Abstract

We determine the masses and magnitude difference of the components of the Hyades spectroscopic binary θ2 Tauri. We find that both components appear to be less massive and/or brighter than predicted from some recent evolutionary models. The rapid rotation and unknown rotational inclination of both components introduce uncertainty in their luminosities and colors, but not enough to reconcile both of them with the evolutionary models. We measured the visual orbit with the Mark III optical interferometer and the Navy Prototype Optical Interferometer and combined it with the Hipparcos proper-motion-based parallax to find a total system mass Σ of 4.03 ± 0.20 ⊙. We also combined our visual orbit with three recent spectroscopic orbits to find three spectroscopically based estimates of Σ and compared these to the Σ from the visual orbit and parallax.
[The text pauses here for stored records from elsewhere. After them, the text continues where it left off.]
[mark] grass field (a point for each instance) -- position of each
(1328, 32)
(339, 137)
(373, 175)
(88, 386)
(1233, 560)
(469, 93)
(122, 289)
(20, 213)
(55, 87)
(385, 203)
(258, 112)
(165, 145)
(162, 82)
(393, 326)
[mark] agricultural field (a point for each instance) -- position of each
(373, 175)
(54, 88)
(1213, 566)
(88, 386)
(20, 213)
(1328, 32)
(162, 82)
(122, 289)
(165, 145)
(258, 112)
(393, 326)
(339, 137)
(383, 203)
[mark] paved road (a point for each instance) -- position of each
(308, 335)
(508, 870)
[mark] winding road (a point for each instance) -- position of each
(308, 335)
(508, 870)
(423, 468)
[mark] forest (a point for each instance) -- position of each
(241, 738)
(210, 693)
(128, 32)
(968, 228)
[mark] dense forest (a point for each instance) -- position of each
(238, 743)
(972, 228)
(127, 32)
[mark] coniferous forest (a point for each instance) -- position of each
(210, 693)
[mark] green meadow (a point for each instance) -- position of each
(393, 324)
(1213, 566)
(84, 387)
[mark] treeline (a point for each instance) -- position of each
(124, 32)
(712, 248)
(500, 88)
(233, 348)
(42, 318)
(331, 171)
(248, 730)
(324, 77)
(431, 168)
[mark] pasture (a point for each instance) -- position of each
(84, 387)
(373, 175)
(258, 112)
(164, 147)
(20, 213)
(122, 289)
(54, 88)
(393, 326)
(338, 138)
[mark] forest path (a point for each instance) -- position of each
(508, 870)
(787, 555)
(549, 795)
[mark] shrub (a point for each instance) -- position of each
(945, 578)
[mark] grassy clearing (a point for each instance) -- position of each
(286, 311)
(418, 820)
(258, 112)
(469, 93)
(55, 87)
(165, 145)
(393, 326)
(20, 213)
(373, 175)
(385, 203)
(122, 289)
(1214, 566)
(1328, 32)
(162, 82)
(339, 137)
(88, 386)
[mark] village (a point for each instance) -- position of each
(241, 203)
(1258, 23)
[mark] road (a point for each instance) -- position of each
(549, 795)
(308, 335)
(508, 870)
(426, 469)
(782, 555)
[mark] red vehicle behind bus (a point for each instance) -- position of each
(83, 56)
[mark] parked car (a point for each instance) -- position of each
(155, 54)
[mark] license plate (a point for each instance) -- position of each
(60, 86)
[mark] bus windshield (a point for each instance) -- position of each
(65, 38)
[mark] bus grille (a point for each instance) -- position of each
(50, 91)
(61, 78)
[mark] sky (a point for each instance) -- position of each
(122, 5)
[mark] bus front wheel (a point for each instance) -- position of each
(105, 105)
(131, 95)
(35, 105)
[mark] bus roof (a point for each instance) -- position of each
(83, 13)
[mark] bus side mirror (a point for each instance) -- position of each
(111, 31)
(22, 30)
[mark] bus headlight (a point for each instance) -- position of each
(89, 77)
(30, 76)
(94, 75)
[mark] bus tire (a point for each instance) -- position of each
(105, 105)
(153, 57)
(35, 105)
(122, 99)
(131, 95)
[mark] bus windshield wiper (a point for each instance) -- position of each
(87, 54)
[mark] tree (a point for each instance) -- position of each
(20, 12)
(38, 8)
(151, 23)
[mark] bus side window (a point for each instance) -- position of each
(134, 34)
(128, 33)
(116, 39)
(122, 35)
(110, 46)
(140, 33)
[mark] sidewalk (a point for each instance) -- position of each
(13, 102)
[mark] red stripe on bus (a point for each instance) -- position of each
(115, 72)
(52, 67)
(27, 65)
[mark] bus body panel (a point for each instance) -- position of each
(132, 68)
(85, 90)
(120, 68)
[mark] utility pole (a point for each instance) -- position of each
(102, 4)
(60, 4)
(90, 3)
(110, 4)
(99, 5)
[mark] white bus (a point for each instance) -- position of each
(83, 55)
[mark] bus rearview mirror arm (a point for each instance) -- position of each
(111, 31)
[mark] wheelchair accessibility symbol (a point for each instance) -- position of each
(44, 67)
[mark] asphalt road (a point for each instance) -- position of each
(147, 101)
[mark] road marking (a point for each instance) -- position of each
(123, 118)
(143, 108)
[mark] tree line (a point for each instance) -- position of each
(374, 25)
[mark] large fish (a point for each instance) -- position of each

We chose the spectroscopic orbit that agreed best and used its mass ratio to estimate individual masses A,B of 2.15 ± 0.12 and 1.87 ± 0.11 ⊙. From the interferometry, we determine Δm = 1.13 ± 0.05 mag across the 450-850 nm band. The parallax then implies absolute V magnitudes MA,B of 0.48 ± 0.05 and 1.61 ± 0.06 mag. If the components are rotating near breakup velocity and seen nearly pole-on, the true luminosities may be as faint as 1.03 and 2.13 mag; even in that case, however, the secondary is too blue by ∼0.07 mag in B - V.